FREQUENTLY ASKED QUESTIONS
A: Barton Drums are built and painted or wrapped at the Barton Musical Instrument Co., LTD in Tianjin, China. I directed the design of all fixtures and equipment. My Chinese partner, Ken Chou and I trained the craftsmen to do the work. I design every kit we build.
A lot of independent drum builders opt for Keller shells, which they then trick out. I don’t do off the shelf. I’m too picky.
I do outsource hardware. But designed starting with the vintage style lugs. I specified solid die cast hoops. The old-school tom legs and bass drum spurs have memory locks. It’s all solid stuff, heavy enough to increase my shipping costs.
A: I use the same premium woods that go into $2,000-$3,000 kits: mostly North American maple, European beech and birch.
I used a 45-degree inner edge and a rounded over outer edge on all my shells. That was the standard cut on the vintage kits we all love. I’m not a fan of the sharply peaked edges that became standard in the 1980s. It’s hard to tune out ugly overtones. That’s why you see drummers plastering their heads with tape and gel.
Sound engineers tell me that microphones love Barton drums. It’s easy to get a gorgeous musical sound without a lot of compression, reverb and muffling. That round edge seats the head nice and perfect. The tone is huge in any tuning range, low to cranked.
I like light, resonant drums, but I’m not a fan of thin shells. They’re unstable. The sound gets mushy when you lay into them live. All Barton drums feature medium shells. I think that gives you the most attack and resonance. The toms and bass drums are usually 7 ply. The snares are 9 ply. Barton shells begin life perfectly round, with no gaps in the plus. They’re built to stay that way for a lifetime of playing.
A: Barton is a super-efficient boutique builder. My factory is tricked out with the with best available shell molds and computer-controlled drills and routers. Human craftsmen select the plies, cut and sand bearing edges and apply the eye-popping painted finishes and wraps Barton is known for.

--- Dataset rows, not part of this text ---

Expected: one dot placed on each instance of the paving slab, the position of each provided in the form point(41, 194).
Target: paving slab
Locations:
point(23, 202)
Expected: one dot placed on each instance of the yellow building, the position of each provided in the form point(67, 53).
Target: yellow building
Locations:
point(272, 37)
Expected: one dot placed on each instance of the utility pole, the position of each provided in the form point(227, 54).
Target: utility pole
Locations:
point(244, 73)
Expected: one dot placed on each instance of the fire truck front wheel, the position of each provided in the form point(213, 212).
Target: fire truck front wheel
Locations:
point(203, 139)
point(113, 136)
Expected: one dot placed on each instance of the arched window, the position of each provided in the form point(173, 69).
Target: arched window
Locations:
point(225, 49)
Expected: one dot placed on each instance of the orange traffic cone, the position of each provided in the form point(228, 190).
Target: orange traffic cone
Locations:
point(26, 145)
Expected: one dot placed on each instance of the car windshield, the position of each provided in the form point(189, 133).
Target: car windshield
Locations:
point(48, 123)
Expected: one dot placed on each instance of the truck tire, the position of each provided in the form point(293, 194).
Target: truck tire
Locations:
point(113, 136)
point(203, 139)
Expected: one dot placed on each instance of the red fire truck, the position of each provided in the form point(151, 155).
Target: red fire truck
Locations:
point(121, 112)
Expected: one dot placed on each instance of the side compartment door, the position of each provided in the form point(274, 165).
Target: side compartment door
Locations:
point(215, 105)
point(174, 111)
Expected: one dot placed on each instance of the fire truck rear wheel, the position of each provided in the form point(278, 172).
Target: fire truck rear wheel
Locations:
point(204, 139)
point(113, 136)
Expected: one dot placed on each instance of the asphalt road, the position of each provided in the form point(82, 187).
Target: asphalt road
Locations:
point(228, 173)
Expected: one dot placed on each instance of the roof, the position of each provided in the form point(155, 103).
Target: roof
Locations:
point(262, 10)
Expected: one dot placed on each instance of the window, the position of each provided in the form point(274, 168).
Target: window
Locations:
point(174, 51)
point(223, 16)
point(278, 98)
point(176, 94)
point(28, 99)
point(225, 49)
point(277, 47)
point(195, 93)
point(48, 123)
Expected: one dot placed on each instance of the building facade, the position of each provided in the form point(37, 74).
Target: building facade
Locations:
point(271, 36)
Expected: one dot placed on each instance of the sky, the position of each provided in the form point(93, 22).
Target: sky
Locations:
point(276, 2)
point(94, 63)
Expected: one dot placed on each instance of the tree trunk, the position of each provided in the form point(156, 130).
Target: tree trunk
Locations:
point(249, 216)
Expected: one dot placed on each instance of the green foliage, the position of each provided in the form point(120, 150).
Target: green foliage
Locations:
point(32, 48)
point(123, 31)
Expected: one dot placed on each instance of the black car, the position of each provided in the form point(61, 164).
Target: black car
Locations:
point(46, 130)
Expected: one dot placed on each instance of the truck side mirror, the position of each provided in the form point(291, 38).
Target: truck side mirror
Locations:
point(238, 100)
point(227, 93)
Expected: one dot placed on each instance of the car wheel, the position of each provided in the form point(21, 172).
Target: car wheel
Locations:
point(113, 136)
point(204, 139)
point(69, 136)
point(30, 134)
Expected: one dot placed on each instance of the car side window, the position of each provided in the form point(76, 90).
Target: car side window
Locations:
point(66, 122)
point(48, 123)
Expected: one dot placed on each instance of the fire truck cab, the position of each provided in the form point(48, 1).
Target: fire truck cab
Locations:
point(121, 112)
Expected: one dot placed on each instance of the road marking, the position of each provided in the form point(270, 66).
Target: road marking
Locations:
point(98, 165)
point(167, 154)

A: Forget about oddball sizes. I use the tried and true standard sizes. They’ve been proven to work in every genre, even metal. I saw 1969 footage of Black Sabbath playing live in Germany. Bill Ward is inventing big arena metal drumming on a standard four-piece Ludwig black oyster kit. Those kits were built for jazz drummers. Didn’t matter. Ward sounds like God rolling boulders across the sky.
It’s about air movement. You don’t want a huge cavern. The sound can’t bounce from one head to the other. Super deep bass drums go against the laws of physics. And micro drums? They sound like toys to me. Not an all-purpose choice. The standard sizes resonate naturally and beautifully.